When I look at CUDA code, it seems to be a big loop targeting the GPU memory with standard c code, allocating memory with standard functions and specifying where code lives with simple defines.
When I look at OpenCL, it is... I don't know what it is. I haven't figure it out after considerable scanning. And that has cemented my decision to avoid it because I don't have infinite time to scan obscurity.
For example, here is a standard "first OpenCL program" - ~200 lines of boiler plate and no simple example of our many cores working together to do something brutally simple and useful like add two vectors. Just "hello world" from GPU.
As far as I can tell, as a production of a multitude of vendors all of which have different stuff, OpenCl is a monstrosity where you have a wide of variety of functionalities supported but none of those functionalities is guaranteed to be present - hence 200 lines of boiler plate. Kind of like the umpteen Unix flavors and such back in the day, "Open standards" that are bridges between only semi-compatible hardware have generally been doomed abortions discarded in favor of a single best approach that all vendors are forced to adopt.
So it seems like the best thing is jettisoning the monstrosity and cloning CUDA for other hardware.
This was precisely my conclusion when getting into GPGPU programming two months ago. CUDA maps directly onto Nvidia hardware and its execution pipeline, leading to very tight expression of parallel algorithms. OpenCL, in attempting to map onto not just the GPUs of multiple vendors but DSPs and FPGAs, struck me as awash in code for navigating their architectural differences. So I'm developing in CUDA…
That is a much more useful example program, thank you.
The problem is that the "canonical example" pretty much remains what I showed. And what's bad about that example isn't simple length but the way that the creation and manipulation of kernels and threads remains entirely opaque (in contrast to your example I think).
CUDA is a language that specifically targets NVIDIA GPUs. OpenCL is a general-purpose framework for heterogenous compute tasks. You could be running against a FPGA, a DSP, or even a manycore CPU like Knight's Landing. It's definitely tied less tightly to the hardware, and that's really my main objection to it too. But from AMD's perspective it's an abstract framework, and they are providing stub functions for others to implement.
What you are looking at is largely just code to compile a kernel and launch it on the device, basically a makefile in C. You can really just ignore most of the boilerplate until you need to modify it.
"Hello World" is not a particularly meaningful program on a device with no console or LEDs to blink - why don't you try something simple like summing every number from 1 to N? Or, a Monte-Carlo simulator to calculate Pi? Easy to code, easy to verify...
CUDA is also quite verbose if you are playing by all the rules. You are still supposed to specify your target device, verify your capabilities, free your buffers, check your async return values, etc - and if you don't then you will get weird behavior down the road until you figure out what's going on. OpenCL might try to helpfully ignore misbehavior too, I don't know for sure.

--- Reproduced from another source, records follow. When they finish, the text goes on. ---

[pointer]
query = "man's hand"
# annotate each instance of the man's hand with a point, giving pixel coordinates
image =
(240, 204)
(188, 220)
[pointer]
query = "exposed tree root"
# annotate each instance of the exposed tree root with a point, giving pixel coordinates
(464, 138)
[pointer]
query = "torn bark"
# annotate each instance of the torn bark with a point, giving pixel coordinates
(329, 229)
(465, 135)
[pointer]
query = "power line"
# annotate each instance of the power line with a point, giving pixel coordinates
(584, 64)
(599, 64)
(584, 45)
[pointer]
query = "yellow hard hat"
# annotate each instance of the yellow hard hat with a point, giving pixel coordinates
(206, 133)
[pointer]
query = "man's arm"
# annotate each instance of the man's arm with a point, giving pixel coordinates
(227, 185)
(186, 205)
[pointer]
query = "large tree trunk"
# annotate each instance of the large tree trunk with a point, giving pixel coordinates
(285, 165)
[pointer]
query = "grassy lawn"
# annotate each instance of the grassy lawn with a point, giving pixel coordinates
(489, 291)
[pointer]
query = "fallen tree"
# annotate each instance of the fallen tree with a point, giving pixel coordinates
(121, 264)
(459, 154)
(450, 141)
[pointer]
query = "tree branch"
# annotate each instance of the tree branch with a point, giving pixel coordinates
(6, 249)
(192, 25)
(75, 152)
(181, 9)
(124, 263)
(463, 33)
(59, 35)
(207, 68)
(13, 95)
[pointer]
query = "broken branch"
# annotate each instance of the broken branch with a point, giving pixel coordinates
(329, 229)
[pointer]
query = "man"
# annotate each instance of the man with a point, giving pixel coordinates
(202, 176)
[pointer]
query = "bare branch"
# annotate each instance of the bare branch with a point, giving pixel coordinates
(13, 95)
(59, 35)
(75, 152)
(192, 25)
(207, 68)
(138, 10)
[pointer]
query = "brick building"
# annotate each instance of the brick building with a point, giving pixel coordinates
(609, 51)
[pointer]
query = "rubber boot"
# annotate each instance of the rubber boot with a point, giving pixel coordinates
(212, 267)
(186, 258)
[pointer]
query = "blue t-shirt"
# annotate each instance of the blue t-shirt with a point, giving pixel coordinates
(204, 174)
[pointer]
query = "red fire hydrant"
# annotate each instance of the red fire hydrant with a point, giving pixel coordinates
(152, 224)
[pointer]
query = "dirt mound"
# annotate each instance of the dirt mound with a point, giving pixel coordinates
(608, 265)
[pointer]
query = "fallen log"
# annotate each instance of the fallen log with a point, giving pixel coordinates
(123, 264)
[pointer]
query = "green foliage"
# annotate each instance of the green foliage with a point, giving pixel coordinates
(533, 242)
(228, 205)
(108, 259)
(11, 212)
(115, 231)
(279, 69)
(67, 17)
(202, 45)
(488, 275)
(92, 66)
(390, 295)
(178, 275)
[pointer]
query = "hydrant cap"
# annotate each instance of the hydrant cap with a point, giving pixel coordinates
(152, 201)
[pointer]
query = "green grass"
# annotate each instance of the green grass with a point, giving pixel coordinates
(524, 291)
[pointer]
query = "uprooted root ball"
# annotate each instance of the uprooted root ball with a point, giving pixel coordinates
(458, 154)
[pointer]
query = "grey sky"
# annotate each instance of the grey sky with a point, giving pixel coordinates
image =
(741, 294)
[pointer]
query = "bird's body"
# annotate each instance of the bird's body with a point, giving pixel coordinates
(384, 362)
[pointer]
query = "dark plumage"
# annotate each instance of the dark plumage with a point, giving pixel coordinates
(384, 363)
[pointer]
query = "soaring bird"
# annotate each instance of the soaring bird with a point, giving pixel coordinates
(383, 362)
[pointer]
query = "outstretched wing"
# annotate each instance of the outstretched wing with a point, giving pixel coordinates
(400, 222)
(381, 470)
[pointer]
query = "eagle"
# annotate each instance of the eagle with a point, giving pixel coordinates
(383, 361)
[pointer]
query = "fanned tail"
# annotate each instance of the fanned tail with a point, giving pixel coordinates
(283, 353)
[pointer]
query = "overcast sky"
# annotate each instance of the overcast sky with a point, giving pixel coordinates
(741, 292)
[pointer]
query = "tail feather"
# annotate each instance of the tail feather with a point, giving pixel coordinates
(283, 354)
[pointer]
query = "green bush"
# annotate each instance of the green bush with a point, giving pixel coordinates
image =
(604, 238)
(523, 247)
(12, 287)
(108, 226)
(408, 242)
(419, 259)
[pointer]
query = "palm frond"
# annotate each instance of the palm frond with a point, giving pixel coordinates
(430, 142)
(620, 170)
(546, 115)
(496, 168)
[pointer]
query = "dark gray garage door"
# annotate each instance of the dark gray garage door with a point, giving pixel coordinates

Personally I find both CUDA and OpenCL to be quite verbose and when I write for them I use a library like Thrust or Bolt, which takes most of the boilerplate out of it and feel much like writing C++ STL code. It also allows you to work efficiently at a much higher level, and then come through after-the-fact and optimize the parts that are actually slowing you down. It also provides stuff like automatic occupancy tuning and so on. You can trivially switch between Thrust and native kernels by using raw_pointer, so it's great for sorts, scans, etc that "glue" things together. Use it like you would Python, bearing in mind that round trips to host memory are slow (but perhaps not fatally so!)
One useful trick is that you can write your CUDA functions inside a Thrust functor which iterates your data elements. So you can use a count_iterator which represents the index of the data element(s) or grid processing element in question, and then you write a functor which uses the counter value to load a data element from a pointer stored inside the functor, and does some work on it. This gives you a "kernel simulator" as an intermediate step between array-wide functional programming and native __device__ functions.
This also provides a great place for indirection so you can easily swap between a GPU backend and Thrust's OpenMP CPU backend.
"Hello World" is not a particularly meaningful program on a device with no console or LEDs to blink - why don't you try something simple like summing every number from 1 to N? Easy to code, easy to verify...
I'm not trying to run "hello world", I'm looking at the easily accessible OpenCl code and seeing "hello world" as the most common example program.
I was thinking of easy and usable rather than dense.
I think Khronos wrapper is just a translation of the original API into c++, which partakes of the basic problem - a zillion options for a zillion distinct sorts of hardware, in contrast to Cuda, with a main functional and supported approach.